The violence perpetrated against the funeral procession accompanying the American-Palestinian journalist to her final resting place is contrary to the values of Judaism.
All the signatories of this text are humanists – and Jews. Of course, everyone is Jewish in their own way. But under the circumstances, believer or not, practicing or not, Zionist or not, having or not having developed strong relations with Israel, the differences matter little. The common point of all the signatories of this text is that they give their attachment to Judaism an ethical scope. And even if some are not used to doing so, it is as Jews that they express themselves here publicly.
In 2018, the Knesset declared Israel a nation-state of the Jewish people. Without any of us having been consulted on what such a definition could mean, nor having participated in the election of the parliamentarians who adopted it. In this way, the Knesset automatically made the Jews of the Diaspora and beyond Judaism itself co-responsible for the policy pursued by the governing bodies of this state.

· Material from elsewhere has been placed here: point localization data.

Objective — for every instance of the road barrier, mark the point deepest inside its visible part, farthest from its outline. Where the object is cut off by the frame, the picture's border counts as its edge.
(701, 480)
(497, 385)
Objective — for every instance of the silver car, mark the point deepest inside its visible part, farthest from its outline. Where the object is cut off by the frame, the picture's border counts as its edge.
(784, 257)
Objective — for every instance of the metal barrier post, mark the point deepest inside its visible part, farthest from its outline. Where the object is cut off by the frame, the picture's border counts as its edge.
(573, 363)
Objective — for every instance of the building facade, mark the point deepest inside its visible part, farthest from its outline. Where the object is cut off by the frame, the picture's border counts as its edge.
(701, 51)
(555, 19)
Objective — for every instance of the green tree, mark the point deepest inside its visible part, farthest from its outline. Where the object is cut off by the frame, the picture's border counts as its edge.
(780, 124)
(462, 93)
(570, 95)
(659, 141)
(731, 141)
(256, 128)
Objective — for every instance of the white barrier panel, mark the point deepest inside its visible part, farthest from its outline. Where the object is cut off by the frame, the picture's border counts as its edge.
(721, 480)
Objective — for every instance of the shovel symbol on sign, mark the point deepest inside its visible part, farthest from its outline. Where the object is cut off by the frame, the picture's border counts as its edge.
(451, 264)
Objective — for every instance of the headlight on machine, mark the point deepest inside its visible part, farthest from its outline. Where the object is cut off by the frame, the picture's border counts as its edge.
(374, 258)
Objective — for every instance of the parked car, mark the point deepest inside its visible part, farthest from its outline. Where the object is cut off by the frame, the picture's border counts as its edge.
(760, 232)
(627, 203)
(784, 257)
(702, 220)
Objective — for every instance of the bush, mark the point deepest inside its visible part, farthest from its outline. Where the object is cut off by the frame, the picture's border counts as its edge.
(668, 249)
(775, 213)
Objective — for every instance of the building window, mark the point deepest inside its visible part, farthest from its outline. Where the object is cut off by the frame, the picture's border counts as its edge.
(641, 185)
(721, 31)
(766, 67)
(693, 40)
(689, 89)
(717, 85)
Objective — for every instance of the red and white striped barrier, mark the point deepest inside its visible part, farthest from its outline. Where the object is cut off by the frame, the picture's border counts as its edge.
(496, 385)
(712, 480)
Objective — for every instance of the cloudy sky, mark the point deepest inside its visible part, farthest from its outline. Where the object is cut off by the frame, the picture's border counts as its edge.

This is a clear abuse of power. The Jews of the Diaspora can in no way intervene in the definition of this policy. And Judaism obviously has nothing to do with it. This is the only thing that we Jews wish to solemnly recall today.
Why today? Because on Friday, May 13, like you, like millions of people around the world, we were shocked witnesses to the way in which the Israeli police attacked the procession of those who wanted to accompany the American-Palestinian journalist to her final resting place. Shireen Abu Akleh, killed in the field while covering the May 11 storming of the Jenin camp by Israeli military forces. Witnesses to how this police attacked those carrying her coffin, and her coffin itself, which narrowly missed being knocked down.
Such facts, attested by images relayed all over the planet, defile the earth which some believe was given to them by God. They also defile Judaism and our common humanity. We, Jews and humanists, declare that this police force is not our police force, that its principals are nothing to us. And that the acts of which this police and its principals are guilty do not bind us.
Judaism, however defined, neither authorizes nor commands any such act. Heirs, each in our own way, to a centuries-old history made up of just fights and nameless suffering, we Jews and humanists have an idea of Jewishness that is incompatible with the perpetration of such acts. From this Jewishness, we do not detach certain principles that are intangible to us. Simple respect for the dead and their bodies is one of them.
First signatories:
Jean-Christophe Attias, director of studies at EPHE.
Esther Benbassa, Director of Emeritus Studies at the EPHE, Senator for Paris.
Dominique Vidal, journalist and historian.